Flow-through
Loud music and uncomfortable chairs are two of the ways — two among many? — that Jack-in-the-Box, Taco Bell and others of their ilk optimize flow-through. Ride ’em in, ride ’em out.
Starbucks, though … Starbucks used to be different. A huge corporation, yes. Cookie cutter interiors, yes. Baristas happy-jacked to a fare thee well, lord yes. But different enough to make it possible to accept them on their own “place to find connection” terms.
Visit Starbucks online and you’ll find references to “comfortable atmosphere” and “ options to relax … in the evenings” in a place “ specifically designed to be cosy and intimate, while at the same time providing people with their own personal space to use as they wish.”
Visit an actual Starbucks, however, and you might get a different message.
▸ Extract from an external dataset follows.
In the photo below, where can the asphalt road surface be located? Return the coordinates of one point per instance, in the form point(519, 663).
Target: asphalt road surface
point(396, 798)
Here in Greenville, upholstered chairs and intimate seating arrangements are being replaced with steel stools and high school cafeteria-style floorplans. Not cosy. Not intimate. Not relaxing, either, when the music is so loud that a person has to go outside to take a telephone call.
When I showed that “cosy and intimate” line to the ever-cheerful manager at Starbucks’ 2111 Augusta Street store this morning, he laughed. Whether with me or at me, I couldn’t tell.
Maybe this latest indignity in a line of big business indignities that stretches past the horizon shouldn’t seem so insidious, but it does. Not because Starbucks is honoring its fiduciary duty to stockholders, which it’s entitled to do, but because its erstwhile amusing message of comfort and joy has become one more chorus of cognitive dissonance.